Il est une erreur émise d’abord par les premiers historiens du Languedoc, Guillaume de Catel[1] et Pierre d’Andoque[2], reproduite en 1656 par la Gallia christiana[3] et une foule d’auteurs, y compris les dictionnaires géographiques les plus récens, enseignée encore dans les cours de nos écoles officielles, et généralement admise par tout le monde, qui se formule ainsi : Aigues-Mortes était un port de mer, puisque saint Louis s’y est embarqué ; or Aigues-Mortes n’est plus sur le bord de la mer, donc la mer s’est retirée. Cette erreur repose sur deux faits positifs mal compris et mal interprétés. Le premier, c’est que saint Louis est parti en 1248 d’Aigues-Mortes pour la terre-sainte. En résulte-t-il nécessairement qu’Aigues-Mortes fut un port de mer ? Londres, Liverpool, Rouen, Bordeaux, Nantes, Hambourg, Venise, sont des ports d’embarquement et ne sont pas des ports de mer. Saint Louis s’est embarqué à Aigues-Mortes, et nous dirons quel trajet il a suivi pour arriver à la mer. Le second fait, qu’on admet comme probant, c’est qu’on voit encore au pied des remparts, du côté de la mer, de gros anneaux scellés dans la pierre et qui devaient servir, dit-on, à amarrer les navires ; mais le quai qui les sépare de l’étang de la Tille est un remblai des terres enlevées pour creuser le canal

  1. Mémoires de l’histoire de Languedoc, 1633.

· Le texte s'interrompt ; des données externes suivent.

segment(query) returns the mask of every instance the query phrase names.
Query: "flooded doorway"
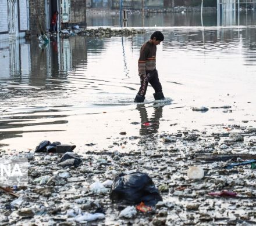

  2. Histoire du Languedoc avec l’état des provinces voisines, 1648.
  3. « Civitas aquarum mortuarum quæ fuit ædificata tempore regis Sti Ludovici quia tune erat ibi maris portus ; distat nunc pelagus ab eadem civitate miliario et amplius tractuque temporis ampliori spatio distabit. » T. VI, col. 432. — Édition de 1739.